Monday, October 12, 2009

Desperation vs. Complacency

While talking with some friends who have also lived overseas and have helped me walk through this first hurdle in transitioning I realized something:

I feel good.

I mean REALLY good.

I don't have weekly breakdowns.

I haven't shut down and emotionally retreated.

I'm not painfully lonely.

I can't remember the last time I broke down and cried (at least a weekly occurrence overseas).

I feel safe, secure, and loved.

I am happy and I have peace......ALL the time.
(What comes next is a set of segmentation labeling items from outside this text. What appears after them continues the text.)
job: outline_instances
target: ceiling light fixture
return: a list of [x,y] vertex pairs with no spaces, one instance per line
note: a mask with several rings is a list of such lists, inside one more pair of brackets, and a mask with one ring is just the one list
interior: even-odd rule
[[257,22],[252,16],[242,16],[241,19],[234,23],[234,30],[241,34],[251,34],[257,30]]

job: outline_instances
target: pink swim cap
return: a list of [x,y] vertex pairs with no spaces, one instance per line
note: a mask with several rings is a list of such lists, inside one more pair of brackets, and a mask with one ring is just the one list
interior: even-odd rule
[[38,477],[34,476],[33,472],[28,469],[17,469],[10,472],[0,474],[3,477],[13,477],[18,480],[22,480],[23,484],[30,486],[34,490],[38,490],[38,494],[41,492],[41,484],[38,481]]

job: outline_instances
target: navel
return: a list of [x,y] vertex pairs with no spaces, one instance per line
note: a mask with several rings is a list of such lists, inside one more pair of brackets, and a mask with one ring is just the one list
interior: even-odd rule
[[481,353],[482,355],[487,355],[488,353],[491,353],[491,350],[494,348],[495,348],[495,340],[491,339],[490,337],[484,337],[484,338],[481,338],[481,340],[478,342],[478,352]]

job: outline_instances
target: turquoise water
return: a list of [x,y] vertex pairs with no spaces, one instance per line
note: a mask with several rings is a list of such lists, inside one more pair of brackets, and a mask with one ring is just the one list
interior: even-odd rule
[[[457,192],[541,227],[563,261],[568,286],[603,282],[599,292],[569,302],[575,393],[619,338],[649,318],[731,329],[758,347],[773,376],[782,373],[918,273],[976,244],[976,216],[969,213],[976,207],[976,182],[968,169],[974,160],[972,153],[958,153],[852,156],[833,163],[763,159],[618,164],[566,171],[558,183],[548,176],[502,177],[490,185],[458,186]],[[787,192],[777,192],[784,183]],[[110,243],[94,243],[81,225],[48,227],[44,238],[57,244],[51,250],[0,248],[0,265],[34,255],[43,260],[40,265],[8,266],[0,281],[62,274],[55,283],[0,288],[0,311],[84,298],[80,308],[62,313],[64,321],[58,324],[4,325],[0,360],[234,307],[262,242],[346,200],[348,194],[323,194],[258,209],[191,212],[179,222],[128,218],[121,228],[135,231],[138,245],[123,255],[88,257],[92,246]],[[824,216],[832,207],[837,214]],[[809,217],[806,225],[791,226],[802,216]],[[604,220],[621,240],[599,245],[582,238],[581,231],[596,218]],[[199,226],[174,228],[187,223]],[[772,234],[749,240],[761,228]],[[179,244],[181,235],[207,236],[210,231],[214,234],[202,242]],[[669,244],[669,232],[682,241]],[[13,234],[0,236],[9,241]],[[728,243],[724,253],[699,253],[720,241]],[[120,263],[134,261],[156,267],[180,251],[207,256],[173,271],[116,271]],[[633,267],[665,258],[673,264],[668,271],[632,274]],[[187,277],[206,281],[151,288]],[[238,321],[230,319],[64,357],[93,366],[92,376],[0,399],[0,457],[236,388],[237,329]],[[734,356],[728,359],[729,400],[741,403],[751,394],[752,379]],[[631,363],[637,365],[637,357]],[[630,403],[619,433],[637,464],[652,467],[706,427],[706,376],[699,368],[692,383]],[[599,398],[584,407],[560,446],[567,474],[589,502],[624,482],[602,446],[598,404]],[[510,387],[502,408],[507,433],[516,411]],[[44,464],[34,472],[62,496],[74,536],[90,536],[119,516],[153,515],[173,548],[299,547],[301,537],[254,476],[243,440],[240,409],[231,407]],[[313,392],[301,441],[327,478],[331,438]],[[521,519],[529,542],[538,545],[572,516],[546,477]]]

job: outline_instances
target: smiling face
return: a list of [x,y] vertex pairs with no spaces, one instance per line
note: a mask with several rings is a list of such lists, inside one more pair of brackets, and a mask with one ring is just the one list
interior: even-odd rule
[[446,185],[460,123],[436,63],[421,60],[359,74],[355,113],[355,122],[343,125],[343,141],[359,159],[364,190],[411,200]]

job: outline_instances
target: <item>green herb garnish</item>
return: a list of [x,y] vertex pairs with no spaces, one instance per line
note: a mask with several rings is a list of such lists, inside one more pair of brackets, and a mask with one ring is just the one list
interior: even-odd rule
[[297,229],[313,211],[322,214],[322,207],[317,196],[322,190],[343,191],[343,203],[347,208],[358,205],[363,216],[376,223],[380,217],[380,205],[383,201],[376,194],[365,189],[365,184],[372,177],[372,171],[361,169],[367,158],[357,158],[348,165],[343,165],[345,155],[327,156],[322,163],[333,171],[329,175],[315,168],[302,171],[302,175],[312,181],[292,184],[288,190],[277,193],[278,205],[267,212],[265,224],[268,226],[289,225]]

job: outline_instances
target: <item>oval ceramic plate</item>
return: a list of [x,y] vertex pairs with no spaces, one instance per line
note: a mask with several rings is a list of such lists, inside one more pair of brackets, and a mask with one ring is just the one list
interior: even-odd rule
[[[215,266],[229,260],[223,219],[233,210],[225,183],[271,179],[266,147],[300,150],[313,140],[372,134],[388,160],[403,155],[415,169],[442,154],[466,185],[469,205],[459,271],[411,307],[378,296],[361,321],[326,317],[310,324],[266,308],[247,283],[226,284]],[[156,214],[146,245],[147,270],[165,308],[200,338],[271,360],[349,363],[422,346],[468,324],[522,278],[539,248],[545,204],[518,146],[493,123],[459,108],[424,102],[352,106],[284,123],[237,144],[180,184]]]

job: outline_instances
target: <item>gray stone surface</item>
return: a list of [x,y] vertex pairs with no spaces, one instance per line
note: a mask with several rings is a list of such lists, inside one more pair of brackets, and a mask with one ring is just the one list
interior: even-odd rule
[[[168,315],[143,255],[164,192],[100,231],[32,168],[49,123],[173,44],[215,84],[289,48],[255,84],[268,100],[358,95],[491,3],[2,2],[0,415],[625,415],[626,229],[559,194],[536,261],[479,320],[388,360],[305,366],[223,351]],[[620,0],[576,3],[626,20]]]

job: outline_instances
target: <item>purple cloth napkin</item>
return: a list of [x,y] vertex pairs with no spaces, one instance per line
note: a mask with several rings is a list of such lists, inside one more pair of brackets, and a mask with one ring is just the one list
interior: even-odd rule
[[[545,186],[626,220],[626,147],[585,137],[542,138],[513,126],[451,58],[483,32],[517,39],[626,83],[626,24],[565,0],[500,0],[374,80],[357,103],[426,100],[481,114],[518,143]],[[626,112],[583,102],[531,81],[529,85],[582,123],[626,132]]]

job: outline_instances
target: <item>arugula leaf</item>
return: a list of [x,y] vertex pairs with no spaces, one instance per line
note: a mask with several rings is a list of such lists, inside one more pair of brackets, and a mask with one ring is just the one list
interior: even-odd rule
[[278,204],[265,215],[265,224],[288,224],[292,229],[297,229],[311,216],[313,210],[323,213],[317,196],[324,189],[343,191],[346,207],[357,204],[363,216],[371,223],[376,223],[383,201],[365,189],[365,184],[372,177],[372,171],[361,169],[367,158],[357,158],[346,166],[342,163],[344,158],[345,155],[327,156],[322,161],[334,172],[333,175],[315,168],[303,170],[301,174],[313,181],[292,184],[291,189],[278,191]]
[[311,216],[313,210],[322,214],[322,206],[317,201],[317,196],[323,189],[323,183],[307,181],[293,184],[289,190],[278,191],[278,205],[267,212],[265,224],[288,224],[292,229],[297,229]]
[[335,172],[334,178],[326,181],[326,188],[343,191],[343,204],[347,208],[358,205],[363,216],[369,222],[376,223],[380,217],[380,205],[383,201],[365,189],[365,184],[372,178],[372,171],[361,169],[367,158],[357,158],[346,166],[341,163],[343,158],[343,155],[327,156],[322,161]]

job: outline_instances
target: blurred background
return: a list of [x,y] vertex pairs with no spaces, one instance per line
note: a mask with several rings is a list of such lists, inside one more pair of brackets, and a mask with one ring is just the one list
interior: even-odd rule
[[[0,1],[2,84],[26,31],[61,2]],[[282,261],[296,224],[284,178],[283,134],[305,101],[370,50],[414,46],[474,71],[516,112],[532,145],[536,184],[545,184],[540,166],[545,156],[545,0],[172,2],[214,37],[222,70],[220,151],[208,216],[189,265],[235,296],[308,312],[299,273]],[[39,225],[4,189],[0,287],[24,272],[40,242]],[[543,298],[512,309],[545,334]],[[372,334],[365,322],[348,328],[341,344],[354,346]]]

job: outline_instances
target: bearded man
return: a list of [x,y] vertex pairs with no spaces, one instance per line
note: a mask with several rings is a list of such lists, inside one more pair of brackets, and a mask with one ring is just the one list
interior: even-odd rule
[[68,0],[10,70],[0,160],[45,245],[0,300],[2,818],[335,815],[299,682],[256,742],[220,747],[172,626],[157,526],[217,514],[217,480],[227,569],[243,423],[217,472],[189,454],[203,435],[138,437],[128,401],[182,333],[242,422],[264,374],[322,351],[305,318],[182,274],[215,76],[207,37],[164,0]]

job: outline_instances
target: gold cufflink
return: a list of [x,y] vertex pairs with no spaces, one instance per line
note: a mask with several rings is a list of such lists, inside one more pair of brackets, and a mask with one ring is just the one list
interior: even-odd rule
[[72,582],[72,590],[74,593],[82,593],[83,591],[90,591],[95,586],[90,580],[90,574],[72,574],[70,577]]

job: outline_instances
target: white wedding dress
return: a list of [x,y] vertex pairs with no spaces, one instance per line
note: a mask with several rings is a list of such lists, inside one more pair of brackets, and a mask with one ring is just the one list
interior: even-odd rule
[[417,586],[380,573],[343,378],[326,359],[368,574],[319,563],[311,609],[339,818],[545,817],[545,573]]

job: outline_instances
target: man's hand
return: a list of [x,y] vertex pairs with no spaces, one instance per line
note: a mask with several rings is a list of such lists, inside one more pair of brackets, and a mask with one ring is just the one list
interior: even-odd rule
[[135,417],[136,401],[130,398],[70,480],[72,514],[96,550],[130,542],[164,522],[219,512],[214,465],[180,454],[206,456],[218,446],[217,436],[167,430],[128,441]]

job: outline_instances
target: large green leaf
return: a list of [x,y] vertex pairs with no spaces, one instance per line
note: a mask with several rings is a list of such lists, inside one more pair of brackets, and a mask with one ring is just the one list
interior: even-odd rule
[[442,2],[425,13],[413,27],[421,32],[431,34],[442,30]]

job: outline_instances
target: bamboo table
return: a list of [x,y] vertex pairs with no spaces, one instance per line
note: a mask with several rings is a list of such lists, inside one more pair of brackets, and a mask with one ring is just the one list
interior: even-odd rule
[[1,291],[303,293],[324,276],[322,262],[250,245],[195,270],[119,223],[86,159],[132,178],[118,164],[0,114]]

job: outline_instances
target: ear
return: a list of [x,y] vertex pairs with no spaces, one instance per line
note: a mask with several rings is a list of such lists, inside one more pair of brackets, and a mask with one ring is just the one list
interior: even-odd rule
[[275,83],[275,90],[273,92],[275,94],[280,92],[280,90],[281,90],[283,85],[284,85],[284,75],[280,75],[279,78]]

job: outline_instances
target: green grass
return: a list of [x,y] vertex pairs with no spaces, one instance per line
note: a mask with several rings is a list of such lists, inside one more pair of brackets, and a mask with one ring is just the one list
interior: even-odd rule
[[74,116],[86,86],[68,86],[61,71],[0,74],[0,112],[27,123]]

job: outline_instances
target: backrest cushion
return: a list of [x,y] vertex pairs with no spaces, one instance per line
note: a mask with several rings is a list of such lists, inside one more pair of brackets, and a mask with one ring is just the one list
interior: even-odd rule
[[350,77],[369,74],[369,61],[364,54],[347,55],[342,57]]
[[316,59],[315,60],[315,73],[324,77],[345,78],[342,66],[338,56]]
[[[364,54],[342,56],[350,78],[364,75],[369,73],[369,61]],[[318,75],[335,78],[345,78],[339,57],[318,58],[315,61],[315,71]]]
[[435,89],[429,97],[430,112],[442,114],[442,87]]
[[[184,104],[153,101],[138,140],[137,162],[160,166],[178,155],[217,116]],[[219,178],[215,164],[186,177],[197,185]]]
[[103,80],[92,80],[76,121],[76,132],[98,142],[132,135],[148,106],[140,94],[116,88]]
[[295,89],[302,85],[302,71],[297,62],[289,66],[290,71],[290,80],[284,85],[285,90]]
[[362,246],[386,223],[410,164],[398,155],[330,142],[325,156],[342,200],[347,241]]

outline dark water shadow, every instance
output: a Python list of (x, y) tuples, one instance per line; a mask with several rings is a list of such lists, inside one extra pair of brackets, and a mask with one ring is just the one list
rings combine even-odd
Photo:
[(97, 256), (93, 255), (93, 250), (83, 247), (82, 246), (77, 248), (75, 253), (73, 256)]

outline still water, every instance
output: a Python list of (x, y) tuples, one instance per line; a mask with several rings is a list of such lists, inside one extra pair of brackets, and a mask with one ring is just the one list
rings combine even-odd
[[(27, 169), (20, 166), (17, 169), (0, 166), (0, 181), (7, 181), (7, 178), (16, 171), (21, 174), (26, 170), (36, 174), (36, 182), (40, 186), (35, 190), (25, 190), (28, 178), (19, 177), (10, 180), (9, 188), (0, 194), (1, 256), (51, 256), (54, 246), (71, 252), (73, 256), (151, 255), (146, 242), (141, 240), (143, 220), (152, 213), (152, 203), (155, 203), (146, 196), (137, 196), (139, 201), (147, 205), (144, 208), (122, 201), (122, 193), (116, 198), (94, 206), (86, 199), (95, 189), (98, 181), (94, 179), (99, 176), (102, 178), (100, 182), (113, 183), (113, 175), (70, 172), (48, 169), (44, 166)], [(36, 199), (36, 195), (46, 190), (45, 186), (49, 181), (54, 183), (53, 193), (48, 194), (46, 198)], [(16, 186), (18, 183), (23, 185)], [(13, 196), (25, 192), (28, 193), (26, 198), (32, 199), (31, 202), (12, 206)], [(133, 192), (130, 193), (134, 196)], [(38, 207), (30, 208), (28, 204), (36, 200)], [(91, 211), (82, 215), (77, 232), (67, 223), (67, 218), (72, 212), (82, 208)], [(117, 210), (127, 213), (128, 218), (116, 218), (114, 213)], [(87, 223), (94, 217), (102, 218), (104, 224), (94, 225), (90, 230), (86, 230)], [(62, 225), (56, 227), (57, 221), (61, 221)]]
It is weird to feel so good for so long.

I'm not complaining AT ALL, just saying that I'm not used to this.

But it feels very good.

At the same time I was realizing how great I felt, I noticed that it had been a while since I'd had some quality time with God. I was shocked at the dichotomy. I still felt great inside, I was experiencing joy and peace, yet I wasn't replenishing my roots. Overseas, had I dared attempt the same thing I would've been a basket case in no time flat. Therein lies the danger. Because I don't "feel" the same desperation, it's easy to go longer without good connection with the Father. Complacency can creep in so quickly without anything on the outside looking different at all.

Scary.

I can't say that I miss the feeling of constant brokenness and desperation, but I most certainly miss most of the results of what it did in my life (I say most, because not everything was pretty :D).

This past week was a wake up call for me. I am so thankful for the ease of life I am currently experiencing. However, I don't ever want to take the bait of letting my circumstances define my intimacy with the Father. He is worthy of so much more from me; in the good times just as much (if not more so) as the desperate days.